Abbiamo buttato così giù un po’ di tutto, da
bruciare. E’ stato uno sbaglio gravissimo.
Per
fortuna che io con la mia passione di tenere tutto quello che potevo, arrivati
lì dove c'era il deposito delle fotografie, ho detto: “Ah, queste qua no! Qua
c'è la storia fotografica dell'andamento del nostro paese!”.
Allora
ho messo da una parte il cassone delle foto e ogni tanto se qualcuno voleva
mettere le mani là sopra io gli dicevo: “No. Io sono stato il primo a entrare
qua dentro e quindi ho l'autorizzazione di farlo”. Poi ho portato il cassone a
casa e avevo oltre duemila fotografie, oltre ma di un bel po'. Poi, poco per
volta, magari alla domenica o al giorno di mercato, trovavo un amico che mi
diceva: “Ho saputo che c'erano delle fotografie, non si può vederle?”. E io:
“Perché no? Avete soltanto da venire a casa mia”.
Allora
c'era quello là, alla buona, che mi chiedeva: “Che turno fai di lavoro
adesso?”. Io dicevo: “Faccio il pomeriggio”. Allora veniva il mattino.

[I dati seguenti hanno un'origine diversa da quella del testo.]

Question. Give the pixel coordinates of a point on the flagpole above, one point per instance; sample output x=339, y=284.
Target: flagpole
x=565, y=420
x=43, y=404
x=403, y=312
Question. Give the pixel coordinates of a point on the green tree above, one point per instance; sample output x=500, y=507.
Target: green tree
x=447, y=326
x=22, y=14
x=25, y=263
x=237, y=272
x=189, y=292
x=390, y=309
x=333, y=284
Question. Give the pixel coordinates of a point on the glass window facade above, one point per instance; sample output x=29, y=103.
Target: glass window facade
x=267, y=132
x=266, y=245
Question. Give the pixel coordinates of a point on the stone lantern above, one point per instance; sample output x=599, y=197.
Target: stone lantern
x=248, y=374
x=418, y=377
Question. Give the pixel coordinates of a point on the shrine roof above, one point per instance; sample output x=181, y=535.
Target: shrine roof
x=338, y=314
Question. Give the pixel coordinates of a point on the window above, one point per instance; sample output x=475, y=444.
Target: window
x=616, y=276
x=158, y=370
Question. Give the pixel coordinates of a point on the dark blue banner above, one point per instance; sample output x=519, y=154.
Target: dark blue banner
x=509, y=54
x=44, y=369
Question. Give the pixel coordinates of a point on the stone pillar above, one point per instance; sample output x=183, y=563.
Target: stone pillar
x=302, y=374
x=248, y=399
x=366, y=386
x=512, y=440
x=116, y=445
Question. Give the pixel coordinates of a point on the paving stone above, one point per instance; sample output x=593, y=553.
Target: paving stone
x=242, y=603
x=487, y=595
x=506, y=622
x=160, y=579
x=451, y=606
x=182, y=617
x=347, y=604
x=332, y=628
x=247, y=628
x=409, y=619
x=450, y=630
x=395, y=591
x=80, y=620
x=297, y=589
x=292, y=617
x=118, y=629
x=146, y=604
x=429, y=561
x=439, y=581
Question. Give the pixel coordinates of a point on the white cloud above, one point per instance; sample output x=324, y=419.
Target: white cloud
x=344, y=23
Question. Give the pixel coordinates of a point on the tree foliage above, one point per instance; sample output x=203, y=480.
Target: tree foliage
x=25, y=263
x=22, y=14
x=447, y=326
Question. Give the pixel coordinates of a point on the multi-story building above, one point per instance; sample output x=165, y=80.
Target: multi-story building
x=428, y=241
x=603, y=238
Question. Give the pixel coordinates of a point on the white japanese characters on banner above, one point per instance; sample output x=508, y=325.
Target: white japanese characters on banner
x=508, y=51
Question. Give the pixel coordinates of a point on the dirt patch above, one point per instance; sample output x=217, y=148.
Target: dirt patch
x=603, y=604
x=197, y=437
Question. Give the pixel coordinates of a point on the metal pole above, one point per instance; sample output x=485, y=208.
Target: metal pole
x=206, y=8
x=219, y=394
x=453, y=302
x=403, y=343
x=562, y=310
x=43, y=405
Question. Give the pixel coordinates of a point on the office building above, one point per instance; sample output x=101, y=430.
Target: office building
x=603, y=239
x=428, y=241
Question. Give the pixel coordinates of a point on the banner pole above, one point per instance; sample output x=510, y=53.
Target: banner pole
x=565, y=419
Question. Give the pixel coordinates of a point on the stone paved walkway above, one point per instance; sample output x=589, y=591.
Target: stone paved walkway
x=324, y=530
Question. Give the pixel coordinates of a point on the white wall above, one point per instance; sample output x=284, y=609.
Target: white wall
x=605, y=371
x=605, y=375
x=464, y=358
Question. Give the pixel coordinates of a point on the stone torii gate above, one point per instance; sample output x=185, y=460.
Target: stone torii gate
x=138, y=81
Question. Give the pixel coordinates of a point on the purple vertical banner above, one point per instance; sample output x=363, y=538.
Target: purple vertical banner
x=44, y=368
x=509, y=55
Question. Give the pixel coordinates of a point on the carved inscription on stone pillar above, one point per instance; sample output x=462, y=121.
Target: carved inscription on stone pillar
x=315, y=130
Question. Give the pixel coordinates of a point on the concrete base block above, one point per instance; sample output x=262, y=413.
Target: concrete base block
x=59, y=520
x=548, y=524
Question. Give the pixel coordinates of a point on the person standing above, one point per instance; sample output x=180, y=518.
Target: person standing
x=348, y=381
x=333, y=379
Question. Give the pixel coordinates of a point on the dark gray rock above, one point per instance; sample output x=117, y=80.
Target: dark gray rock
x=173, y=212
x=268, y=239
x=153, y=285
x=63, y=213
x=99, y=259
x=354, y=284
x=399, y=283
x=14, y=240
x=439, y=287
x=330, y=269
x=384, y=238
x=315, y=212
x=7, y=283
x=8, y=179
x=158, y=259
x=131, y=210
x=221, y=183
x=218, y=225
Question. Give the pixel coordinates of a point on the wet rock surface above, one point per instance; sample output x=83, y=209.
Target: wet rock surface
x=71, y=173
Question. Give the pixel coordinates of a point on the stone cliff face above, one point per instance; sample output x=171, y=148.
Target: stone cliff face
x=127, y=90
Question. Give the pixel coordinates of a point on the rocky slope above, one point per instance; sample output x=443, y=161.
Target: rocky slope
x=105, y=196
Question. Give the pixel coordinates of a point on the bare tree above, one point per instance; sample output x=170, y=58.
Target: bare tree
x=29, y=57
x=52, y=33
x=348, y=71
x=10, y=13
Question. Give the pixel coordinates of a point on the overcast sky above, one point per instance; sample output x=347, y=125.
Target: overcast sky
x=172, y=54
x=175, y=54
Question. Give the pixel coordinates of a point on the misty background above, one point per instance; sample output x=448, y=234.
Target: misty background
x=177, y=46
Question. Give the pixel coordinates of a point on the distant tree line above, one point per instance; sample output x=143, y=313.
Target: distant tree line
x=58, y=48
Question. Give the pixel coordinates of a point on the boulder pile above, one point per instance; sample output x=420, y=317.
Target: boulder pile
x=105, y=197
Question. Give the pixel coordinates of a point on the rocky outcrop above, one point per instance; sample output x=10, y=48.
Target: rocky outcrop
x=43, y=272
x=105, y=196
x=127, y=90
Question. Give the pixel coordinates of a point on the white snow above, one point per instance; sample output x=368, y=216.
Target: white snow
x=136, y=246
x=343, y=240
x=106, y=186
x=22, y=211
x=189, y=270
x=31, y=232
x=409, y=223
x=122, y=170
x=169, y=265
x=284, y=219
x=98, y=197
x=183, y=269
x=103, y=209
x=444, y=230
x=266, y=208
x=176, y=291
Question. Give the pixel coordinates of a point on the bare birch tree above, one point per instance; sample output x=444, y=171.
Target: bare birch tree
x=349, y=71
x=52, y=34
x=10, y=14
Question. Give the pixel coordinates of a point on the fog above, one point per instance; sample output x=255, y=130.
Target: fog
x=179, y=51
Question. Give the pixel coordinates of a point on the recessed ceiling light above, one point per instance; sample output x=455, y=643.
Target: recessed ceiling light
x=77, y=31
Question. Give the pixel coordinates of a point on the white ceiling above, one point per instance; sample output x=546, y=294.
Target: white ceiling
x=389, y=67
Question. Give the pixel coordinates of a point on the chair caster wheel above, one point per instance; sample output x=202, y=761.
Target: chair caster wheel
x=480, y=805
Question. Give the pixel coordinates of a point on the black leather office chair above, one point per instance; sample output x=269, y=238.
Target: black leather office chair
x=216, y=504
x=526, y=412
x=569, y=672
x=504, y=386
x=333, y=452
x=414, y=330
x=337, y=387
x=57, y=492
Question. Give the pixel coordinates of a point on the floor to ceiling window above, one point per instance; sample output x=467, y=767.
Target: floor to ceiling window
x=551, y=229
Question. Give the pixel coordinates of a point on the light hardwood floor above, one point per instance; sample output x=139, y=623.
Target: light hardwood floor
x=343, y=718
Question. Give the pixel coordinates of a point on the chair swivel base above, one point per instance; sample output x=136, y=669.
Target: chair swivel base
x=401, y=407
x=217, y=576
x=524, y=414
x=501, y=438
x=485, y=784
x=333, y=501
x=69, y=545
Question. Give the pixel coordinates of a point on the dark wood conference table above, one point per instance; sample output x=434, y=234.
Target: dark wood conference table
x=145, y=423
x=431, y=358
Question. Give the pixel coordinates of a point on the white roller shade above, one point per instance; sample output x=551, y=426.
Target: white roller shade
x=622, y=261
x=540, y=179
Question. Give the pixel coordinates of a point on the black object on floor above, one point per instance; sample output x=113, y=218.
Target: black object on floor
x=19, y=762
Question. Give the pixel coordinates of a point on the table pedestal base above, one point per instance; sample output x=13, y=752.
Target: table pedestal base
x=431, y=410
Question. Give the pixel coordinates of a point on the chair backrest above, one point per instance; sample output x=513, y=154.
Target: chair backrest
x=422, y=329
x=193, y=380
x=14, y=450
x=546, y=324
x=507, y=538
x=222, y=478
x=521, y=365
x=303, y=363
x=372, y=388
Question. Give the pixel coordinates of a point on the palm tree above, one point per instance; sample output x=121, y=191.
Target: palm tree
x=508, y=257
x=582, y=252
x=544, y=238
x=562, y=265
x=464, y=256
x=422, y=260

“Faccio il mattino”. Veniva la sera. “Faccio la notte”. Veniva quando poteva,
ecco. E invece c’era quello lì che mi chiedeva il turno che facevo, e veniva
nel mentre del turno, così sapeva che non mi trovava.
Mia
mamma, povera donna, faceva come poteva, e allora ogni volta che veniva uno,
questo si appropriava delle foto e io non potevo sorvegliare tutto. Ho sempre
creduto che gli altri fossero come me, che quelle cose lì non si toccano, non
si rubano l’uno con l'altro.
Quando
mi sono accorto era troppo tardi, quindi da oltre duemila sono rimasto con
circa duecento, più o meno. E’ rimasto ben poco…
Rincresce, ma non c'è stato niente da fare.
7. Il tesseramento fascista
Era
obbligatorio andarci, la legge prevedeva che, dopo tre assenze ingiustificate
al sabato fascista, si venisse deferiti al tribunale militare.
Io,
però, sono stato tre sabati consecutivi senza andare e al quarto sabato che
avevo idea di non andare sono arrivati due Carabinieri che mi hanno legato e
ammanettato poi mi hanno portato
in
Piazza S. Sebastiano [NdR attualmente chiamata Piazza Toso destinata a
parcheggio, presente tra il vecchio Ospedale e la circonvallazione].
Ero
molto orgoglioso, in quel momento gli schiaffi non li ho neanche sentiti. Il
segretario del fascio mi ha detto che avevo fatto una grave mancanza a non
andare al sabato fascista: io ho cercato di spiegargli la mia situazione, la
mamma sola e i tre fratelli in guerra, e quindi c'ero solo io che potevo
lavorare, ma lui non mi ha dato ragione.
La persona che mi ha schiaffeggiato era
il padre di un mio amico. Molti anni dopo, finita la guerra, l'ho
incontrato sotto i portici di Canale. Eravamo soli ma lui ha cercato di
evitarmi; come mi ha visto è sceso giù nella strada e io sono anche sceso nella
strada. Gli ho detto dandogli del lei: “Lei non doveva scendere lì, io rispetto
la sua età, perché quegli schiaffi che mi ha dato io sono convinto che se
eravamo solo io e lei non me li avrebbe dati, ma per farsi notare da segretario
politico doveva”. Lui si è messo a piangere: “Ho una piccola boita, devo
vivere”. Allora gli ho detto: “Vai pure tranquillo che da me non avrà mai
nessun disturbo per niente.
Se
lo meriterebbe almeno uno schiaffo dato che lei me ne ha dati due, ma non è
nelle mie abitudini fare quelle cose lì".